Abstrakte Instrumental-Drones, Samples, Verzerrungen, weißes Rauschen und pochende Finsterklänge lassen mystische Klanglandschaften zwischen artifizieller Schönheit und verstörender Beklemmung entstehen, im kristallklaren Flow im einen und Black-Metal-/Industrial-artiger Elektro-Atonalität im nächsten Moment, scheinbar sich verselbstständigende Synthies und Bass-lastige, schwergewichtige Elektrobeats beschwören Assoziationen an kalte, unwirtliche, menschenleere isländische Schnee- und Eisfelder vor dem inneren Auge herauf. Trotz düsterer Grundstimmung etwas mehr Licht und sporadisch freundlichere Klangfarben als in den letzten Begegnungen mit Meister Ben, immerhin.
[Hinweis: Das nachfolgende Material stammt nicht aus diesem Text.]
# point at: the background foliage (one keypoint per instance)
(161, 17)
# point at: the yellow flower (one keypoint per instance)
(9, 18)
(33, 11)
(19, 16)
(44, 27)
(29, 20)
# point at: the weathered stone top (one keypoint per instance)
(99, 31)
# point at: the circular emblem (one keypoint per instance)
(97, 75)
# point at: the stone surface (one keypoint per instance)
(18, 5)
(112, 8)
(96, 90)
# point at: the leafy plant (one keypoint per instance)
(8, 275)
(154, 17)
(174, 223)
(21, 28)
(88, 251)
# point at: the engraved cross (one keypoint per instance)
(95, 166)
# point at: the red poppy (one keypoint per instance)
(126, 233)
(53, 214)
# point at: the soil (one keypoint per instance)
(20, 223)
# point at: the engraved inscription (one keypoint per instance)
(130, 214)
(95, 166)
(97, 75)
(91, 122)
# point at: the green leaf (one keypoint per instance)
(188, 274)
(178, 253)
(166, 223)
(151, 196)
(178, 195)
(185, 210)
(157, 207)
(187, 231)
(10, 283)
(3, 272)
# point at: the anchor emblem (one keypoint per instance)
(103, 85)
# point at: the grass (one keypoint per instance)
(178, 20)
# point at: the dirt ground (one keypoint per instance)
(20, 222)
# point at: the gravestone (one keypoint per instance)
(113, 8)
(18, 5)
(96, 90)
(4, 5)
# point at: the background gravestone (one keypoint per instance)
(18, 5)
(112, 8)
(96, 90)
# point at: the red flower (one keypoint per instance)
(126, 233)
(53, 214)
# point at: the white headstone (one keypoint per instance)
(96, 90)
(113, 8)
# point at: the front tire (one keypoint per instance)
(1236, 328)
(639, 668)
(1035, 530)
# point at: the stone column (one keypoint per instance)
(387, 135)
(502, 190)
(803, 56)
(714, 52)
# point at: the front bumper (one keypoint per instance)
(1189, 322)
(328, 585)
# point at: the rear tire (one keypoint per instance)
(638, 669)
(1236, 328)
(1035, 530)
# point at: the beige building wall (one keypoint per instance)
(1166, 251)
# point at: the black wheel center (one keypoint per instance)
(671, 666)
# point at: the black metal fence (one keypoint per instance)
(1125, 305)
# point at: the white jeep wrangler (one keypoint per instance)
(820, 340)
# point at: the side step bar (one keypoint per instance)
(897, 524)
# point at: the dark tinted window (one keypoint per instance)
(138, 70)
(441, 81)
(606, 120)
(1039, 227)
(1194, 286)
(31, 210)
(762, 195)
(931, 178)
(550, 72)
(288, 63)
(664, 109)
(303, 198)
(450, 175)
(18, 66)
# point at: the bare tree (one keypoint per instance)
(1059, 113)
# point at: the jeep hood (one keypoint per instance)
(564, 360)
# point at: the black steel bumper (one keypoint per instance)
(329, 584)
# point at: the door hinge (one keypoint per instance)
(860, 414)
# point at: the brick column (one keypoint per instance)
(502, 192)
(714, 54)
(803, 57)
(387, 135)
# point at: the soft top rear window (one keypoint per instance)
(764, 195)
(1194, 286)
Hinsichtlich kunstvoll inszeniertem Lärm, tonalem Wahnsinn und vor nichts zurückschreckender Auslotung der klanglichen Möglichkeiten trifft für die Kombi Frost/Albini das alte bayerische Sprichwort voll ins Schwarze: „Die hätten die Tauben nicht schöner zusammentragen können“ – darauf 2 cl Black Death… ;-)))
(**** 1/2)

Reingehört (253): Ben Frost

FRAMEWORKS FESTIVAL Ben Frost - Einstein Kultur München 2016-03-11 ---DSC00828

Ben Frost – The Wasp Factory (2016, Bedroom Community)
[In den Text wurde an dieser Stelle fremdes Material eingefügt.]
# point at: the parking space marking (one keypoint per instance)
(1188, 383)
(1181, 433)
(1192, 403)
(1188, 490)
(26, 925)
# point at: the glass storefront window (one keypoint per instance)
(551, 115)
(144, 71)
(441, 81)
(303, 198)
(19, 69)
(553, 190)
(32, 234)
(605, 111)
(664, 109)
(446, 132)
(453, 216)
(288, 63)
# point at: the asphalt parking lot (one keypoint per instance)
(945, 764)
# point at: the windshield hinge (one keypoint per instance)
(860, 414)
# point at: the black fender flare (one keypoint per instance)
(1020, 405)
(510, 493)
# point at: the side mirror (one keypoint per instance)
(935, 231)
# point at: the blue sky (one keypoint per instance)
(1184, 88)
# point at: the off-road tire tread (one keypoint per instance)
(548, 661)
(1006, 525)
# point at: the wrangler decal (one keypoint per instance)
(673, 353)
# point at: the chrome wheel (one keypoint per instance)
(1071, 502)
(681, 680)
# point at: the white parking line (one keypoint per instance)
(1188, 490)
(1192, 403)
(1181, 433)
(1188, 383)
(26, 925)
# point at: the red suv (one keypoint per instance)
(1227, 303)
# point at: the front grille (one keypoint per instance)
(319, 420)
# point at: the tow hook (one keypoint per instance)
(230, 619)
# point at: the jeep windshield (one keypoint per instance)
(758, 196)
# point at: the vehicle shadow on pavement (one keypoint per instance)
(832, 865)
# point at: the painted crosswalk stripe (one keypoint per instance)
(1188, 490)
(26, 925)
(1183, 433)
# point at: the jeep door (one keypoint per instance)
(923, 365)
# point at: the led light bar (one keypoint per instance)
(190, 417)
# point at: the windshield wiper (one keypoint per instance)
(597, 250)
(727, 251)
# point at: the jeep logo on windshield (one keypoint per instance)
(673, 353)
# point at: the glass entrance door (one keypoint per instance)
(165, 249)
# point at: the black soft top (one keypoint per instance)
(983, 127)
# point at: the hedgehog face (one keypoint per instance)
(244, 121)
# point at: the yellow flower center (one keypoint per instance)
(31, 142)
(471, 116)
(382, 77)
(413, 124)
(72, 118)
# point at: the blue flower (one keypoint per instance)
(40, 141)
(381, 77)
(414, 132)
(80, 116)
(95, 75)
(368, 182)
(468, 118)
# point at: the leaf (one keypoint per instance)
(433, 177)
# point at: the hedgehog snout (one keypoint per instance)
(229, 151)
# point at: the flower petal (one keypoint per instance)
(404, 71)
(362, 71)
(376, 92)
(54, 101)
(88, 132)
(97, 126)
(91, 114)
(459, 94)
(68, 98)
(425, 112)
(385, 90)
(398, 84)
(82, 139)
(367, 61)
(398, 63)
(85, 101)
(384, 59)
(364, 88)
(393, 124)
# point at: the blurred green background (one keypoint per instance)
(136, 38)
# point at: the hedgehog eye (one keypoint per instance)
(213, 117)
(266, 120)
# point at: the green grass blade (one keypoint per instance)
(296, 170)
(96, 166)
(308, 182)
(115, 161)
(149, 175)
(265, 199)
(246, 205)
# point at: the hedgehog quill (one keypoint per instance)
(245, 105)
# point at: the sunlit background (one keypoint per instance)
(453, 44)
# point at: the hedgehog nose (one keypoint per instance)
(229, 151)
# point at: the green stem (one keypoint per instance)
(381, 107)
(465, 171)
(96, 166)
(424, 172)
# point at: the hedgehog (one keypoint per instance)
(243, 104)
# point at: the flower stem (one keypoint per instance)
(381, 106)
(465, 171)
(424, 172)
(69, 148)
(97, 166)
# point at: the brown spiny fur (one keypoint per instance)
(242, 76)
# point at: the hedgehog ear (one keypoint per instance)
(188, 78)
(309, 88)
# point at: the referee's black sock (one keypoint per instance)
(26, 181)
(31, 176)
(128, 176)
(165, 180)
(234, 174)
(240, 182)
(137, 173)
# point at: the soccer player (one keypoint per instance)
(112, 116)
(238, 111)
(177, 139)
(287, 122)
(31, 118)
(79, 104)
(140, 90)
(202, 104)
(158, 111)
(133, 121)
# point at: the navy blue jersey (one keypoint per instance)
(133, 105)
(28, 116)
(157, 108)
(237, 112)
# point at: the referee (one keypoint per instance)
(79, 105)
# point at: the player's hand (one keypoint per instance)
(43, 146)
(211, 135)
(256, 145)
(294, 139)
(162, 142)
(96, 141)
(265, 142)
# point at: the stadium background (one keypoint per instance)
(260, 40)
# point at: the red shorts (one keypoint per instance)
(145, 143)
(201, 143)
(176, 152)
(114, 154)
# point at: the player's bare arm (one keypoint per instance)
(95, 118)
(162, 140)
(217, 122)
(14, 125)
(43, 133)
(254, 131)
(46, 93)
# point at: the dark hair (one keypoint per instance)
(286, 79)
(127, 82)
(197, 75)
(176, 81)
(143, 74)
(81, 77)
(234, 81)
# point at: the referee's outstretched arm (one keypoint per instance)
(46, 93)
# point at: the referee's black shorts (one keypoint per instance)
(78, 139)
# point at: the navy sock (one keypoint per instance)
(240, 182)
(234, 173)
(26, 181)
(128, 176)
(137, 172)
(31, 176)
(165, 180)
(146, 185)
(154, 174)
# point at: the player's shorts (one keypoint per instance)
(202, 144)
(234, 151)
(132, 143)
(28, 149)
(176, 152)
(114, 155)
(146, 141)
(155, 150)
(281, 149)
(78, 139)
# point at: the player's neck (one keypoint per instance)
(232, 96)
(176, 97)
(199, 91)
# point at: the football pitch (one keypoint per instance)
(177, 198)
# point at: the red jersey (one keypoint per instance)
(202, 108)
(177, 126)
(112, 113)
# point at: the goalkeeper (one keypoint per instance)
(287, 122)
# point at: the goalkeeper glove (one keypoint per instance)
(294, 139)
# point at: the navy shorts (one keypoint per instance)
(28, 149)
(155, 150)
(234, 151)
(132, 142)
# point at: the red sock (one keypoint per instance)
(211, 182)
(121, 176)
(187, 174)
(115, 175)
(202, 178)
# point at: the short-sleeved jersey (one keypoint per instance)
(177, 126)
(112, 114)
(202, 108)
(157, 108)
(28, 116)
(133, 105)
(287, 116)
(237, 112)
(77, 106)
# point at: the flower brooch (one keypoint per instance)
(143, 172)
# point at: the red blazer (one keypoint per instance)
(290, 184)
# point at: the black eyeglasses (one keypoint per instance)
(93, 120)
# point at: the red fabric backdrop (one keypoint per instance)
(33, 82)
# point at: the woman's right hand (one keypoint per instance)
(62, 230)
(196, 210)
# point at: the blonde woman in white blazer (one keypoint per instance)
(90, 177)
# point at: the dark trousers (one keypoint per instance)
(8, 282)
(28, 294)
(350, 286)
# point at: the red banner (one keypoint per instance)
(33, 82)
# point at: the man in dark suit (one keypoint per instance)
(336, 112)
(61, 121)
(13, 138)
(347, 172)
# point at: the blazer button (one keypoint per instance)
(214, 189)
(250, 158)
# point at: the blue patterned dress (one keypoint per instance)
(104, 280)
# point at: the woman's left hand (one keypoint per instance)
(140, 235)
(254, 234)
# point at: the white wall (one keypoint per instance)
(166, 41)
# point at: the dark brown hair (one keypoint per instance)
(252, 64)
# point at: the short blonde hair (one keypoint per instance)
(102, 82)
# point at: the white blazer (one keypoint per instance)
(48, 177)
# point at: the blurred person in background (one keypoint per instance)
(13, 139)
Der Mann ist immer wieder für eine Überraschung gut. Im vergangenen Frühjahr hat er in München eine berückende Vorstellung hinsichtlich atonalem Grenzgang zwischen Black-Metal-Exzess, Minimal Music und abstrakten Noise-Drones im Rahmen des diesjährigen Frameworks-Festivals für experimentelle Musik und Multimedia-Projekte gegeben, aus der Vergangenheit stehen Kollaborationen unter anderem mit Brian Eno und Tim Hecker zu Buche, dieser Tage veröffentlicht der in Reykjavík residierende Australier Ben Frost die Tonträger-Fassung seiner ersten Oper über das isländische Bedroom-Community-Kollektiv, basierend auf dem gleichnamigen Debüt-Roman des schottischen Science-Fiction-Autors Iain Banks über den siebzehnjährigen Psychopathen Frank Cauldhame entwirft Frost in dem 2013 erstmals bei den Bregenzer Festspielen live aufgeführten Bühnenwerk eine minimalistisch-neoklassische Wunderwelt, die hinsichtlich tonalem Klangerlebnis weitaus zugänglicher ist als der Großteil seines umfassenden Werks.
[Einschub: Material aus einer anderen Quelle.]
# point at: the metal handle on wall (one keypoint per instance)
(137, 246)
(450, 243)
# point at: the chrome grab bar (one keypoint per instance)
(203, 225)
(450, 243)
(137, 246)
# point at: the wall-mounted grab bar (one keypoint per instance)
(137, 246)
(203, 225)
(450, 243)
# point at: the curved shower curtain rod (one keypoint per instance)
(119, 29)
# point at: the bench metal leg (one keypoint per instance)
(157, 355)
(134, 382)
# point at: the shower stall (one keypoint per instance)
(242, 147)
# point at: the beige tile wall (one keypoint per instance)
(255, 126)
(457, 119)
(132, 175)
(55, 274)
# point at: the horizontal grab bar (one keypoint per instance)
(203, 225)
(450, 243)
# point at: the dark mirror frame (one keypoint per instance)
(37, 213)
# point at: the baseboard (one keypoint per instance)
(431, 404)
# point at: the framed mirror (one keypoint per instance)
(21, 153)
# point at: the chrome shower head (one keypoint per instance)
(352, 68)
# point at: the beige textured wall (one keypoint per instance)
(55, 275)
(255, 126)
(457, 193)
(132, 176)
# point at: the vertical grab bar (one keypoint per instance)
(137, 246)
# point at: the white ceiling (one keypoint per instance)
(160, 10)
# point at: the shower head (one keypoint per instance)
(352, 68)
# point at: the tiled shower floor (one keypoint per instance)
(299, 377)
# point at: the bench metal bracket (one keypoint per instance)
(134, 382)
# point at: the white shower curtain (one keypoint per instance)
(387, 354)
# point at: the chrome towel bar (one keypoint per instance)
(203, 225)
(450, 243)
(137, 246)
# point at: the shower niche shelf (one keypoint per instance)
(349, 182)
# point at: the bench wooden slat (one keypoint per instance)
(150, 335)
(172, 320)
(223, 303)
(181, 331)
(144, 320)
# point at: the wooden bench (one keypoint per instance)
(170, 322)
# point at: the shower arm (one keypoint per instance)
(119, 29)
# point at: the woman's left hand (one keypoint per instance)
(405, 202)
Die Geschichte des isolierten Jungen auf der Insel (in den Achtzigern zum Kultbuch avanciert), der traumatisiert und von Obsessionen beherrscht in seiner eigenen Psyche verloren geht und in ausgelebter Boshaftigkeit seine Umwelt manipuliert bis hin zu leidenschaftslosen Menschenopfern, wird präsentiert in einer an die Minimal Music angelehnten, Streicher-dominierten Orchestrierung, die Monologe des jungen Frank und der Fortgang der Geschichte im Libretto von David Pountney werden erzählt durch die schönen, geradezu lieblichen, weiblichen Singstimmen von Lieselot De Wilde, Jördis Richter und Mariam Wallentin, die im krassen Gegensatz zu den gesungenen Texten stehen, welche eine Horror-hafte, extreme Brutalität transportieren.